Speaking to business leaders at the B.C. Chamber of Commerce in Vancouver, newspaper publisher David Black said he plans to sign a memorandum of understanding within a month with a major investment firm for the $25 billion project.
"This refinery project, I believe, will be seen as the best business project of the century by the time it's done," he said.
The plant, to be built north of Kitimat, would refine oil from the Alberta oilsands shipped either by pipeline or rail.
Black says he's teamed with Oppenheimer Investments Group, a Switzerland-based firm, to raise the funds to proceed.
The original $13 billion price tag of the refinery itself has risen to $16 billion with the choice to implement new technologies to reduce greenhouse gases, and other costs with the project bring the total capital investment to $25 billion.
Black told the B.C. Chamber of Commerce the extra $3 billion cost for the refinery is due to plans to use a newly-patented "cleaner" approach to processing heavy oil.

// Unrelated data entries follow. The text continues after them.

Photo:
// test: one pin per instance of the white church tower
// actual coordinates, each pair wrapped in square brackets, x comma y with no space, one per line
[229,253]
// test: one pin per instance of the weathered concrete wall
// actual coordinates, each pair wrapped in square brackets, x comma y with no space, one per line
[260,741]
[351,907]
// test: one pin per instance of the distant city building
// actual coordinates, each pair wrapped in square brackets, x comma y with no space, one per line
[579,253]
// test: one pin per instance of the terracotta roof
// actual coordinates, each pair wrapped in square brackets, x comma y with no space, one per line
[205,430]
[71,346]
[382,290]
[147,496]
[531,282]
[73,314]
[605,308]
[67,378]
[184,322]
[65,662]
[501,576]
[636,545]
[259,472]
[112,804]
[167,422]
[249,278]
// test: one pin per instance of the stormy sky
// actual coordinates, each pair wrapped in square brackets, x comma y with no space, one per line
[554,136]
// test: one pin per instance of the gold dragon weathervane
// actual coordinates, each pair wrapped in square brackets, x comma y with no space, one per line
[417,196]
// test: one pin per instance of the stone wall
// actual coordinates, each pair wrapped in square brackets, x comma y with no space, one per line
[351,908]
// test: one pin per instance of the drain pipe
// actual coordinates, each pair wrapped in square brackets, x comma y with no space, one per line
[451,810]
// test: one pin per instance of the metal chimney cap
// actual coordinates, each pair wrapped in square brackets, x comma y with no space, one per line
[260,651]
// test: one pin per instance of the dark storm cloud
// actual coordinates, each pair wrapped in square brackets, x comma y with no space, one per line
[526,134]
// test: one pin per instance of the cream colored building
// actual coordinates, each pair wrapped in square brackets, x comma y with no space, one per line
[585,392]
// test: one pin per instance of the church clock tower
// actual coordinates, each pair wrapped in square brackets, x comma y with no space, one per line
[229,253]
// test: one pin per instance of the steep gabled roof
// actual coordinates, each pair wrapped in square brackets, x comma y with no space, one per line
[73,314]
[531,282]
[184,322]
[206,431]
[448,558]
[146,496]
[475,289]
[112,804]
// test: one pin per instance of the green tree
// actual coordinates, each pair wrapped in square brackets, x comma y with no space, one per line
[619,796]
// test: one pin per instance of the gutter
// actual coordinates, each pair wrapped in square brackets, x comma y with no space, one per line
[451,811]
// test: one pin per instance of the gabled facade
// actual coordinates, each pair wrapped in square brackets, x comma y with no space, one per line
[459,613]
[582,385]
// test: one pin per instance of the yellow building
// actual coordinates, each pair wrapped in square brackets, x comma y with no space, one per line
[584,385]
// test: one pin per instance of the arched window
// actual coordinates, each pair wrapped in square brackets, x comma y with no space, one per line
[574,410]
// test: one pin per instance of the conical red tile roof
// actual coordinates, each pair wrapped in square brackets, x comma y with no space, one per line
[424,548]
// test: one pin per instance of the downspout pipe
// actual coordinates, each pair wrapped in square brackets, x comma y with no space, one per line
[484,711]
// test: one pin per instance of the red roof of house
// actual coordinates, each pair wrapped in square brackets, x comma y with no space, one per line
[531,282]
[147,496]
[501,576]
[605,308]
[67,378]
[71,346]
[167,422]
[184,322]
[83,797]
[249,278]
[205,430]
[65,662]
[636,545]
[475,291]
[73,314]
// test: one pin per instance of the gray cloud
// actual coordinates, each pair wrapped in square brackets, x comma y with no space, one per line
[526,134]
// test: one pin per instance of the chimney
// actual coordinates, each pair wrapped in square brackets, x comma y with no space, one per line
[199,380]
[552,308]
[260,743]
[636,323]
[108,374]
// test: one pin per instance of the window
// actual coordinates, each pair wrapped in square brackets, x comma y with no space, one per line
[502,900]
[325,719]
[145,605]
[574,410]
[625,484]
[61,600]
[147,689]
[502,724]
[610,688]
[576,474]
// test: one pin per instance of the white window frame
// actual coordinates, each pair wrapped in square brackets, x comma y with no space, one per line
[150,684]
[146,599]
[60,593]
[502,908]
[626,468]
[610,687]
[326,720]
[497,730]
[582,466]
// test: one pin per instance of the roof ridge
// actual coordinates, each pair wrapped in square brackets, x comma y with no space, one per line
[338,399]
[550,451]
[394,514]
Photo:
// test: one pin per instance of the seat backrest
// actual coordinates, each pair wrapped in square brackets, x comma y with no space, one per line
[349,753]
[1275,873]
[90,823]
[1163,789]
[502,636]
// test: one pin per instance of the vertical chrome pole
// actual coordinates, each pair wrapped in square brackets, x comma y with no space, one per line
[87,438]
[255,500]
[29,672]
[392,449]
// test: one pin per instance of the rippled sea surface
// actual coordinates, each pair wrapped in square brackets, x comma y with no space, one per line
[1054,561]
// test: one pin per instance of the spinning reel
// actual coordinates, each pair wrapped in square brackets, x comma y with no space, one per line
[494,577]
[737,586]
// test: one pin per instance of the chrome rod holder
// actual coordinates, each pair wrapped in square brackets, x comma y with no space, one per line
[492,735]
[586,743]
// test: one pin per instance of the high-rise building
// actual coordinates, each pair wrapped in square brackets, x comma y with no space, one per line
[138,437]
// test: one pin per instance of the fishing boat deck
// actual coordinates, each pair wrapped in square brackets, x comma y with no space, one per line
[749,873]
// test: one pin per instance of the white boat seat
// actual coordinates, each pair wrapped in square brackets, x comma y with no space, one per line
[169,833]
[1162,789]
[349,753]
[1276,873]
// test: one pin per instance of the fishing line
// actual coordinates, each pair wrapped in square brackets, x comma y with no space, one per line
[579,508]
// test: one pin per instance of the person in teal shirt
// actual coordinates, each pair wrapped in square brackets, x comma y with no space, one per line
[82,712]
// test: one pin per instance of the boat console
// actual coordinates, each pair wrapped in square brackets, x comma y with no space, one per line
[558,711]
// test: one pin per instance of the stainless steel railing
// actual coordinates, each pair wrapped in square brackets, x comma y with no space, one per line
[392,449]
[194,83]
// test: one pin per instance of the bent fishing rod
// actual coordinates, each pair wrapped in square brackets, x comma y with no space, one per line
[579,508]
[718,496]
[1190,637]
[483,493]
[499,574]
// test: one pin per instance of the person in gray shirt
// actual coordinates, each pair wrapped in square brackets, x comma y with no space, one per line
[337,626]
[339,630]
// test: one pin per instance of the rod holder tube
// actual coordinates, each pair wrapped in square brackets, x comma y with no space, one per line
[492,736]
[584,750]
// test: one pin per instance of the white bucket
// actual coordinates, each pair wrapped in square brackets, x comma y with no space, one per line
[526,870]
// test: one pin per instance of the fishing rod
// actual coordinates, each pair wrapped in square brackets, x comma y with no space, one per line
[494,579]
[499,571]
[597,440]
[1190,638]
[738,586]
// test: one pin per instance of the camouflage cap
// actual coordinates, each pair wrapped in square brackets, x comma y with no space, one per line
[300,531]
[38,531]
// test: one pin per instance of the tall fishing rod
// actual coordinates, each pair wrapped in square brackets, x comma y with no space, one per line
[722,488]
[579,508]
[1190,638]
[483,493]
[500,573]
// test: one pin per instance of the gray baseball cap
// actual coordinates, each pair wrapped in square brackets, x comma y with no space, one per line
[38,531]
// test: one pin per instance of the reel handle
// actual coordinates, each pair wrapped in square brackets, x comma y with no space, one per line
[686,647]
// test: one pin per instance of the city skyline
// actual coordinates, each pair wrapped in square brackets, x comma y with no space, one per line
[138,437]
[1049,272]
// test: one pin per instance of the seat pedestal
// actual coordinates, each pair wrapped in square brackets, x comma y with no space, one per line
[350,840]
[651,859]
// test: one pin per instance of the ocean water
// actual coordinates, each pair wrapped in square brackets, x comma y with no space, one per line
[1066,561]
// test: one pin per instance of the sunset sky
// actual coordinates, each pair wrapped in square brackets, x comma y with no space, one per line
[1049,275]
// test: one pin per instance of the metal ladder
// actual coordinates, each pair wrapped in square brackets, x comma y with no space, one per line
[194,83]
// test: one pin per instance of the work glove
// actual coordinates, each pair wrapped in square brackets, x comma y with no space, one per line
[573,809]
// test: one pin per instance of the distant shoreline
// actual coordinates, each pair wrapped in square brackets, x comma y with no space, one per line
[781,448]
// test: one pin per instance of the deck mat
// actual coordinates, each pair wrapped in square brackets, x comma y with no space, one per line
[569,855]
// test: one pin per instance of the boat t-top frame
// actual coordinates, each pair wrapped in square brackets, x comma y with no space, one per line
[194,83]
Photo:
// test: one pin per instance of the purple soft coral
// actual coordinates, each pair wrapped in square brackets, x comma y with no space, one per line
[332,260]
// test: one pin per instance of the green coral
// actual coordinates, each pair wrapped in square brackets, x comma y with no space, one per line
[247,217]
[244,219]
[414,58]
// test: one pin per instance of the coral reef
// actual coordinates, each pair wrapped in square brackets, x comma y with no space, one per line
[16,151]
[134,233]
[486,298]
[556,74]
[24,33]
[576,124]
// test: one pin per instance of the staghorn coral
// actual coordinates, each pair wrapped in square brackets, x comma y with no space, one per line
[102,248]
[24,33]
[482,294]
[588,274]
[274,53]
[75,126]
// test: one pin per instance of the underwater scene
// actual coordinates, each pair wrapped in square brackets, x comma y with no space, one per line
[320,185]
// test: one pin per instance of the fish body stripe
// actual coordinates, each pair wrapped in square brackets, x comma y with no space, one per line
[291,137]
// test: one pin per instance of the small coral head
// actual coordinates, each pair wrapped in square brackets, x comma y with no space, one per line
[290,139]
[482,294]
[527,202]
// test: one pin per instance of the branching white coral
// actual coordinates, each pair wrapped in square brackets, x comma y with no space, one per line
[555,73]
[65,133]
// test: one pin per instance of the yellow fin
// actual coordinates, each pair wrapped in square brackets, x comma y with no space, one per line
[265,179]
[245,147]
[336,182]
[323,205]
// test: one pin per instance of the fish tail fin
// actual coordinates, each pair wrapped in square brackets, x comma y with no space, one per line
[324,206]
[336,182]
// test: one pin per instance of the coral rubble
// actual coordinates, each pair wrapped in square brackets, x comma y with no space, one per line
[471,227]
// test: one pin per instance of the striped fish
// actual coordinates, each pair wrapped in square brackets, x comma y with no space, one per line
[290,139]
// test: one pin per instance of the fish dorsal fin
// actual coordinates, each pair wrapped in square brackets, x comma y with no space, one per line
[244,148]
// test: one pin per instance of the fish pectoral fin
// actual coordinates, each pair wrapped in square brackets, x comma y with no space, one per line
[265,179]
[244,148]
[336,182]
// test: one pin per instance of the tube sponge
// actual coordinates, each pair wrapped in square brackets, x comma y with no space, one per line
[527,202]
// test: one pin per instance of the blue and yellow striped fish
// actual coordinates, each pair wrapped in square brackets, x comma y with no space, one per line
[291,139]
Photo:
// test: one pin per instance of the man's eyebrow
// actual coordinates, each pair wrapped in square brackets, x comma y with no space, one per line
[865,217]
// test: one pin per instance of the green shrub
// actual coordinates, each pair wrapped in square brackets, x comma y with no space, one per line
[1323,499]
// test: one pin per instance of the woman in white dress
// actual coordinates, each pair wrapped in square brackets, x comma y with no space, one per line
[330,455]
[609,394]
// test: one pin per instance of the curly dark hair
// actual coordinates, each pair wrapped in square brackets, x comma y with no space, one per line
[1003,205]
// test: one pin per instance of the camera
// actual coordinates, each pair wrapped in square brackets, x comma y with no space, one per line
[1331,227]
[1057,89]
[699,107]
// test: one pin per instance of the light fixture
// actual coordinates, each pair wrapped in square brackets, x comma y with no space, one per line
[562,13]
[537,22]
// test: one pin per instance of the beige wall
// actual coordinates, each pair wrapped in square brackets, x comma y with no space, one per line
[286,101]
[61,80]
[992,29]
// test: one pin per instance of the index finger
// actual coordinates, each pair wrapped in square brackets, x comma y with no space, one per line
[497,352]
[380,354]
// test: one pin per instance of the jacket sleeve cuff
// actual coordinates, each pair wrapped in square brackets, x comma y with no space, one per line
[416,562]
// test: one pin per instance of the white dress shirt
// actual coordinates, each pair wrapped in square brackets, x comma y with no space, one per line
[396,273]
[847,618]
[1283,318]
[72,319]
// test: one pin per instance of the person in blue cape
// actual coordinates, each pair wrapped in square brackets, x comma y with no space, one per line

"We will be the first in the world to use it. All other heavy oil refineries use coking equipment. Our consultants estimate [the] Fischer-Tropsch [process] will increase our capital costs by $3 billion, but it will decrease greenhouse gases per barrel by 50 per cent. Our refinery will now be much, much cleaner than any other heavy oil refinery in the world," Black said.
Black said the refinery would likely be accompanied by a $6 billion oil pipeline, a $2 billion gas pipeline, and new oceangoing tankers that could cost an additional $1 billion, bringing the total for the project to $25 billion.
Black also said a new Mustel poll he commissioned last week found the majority of people in B.C. agree the province and Canada should add value to natural resources before exporting them.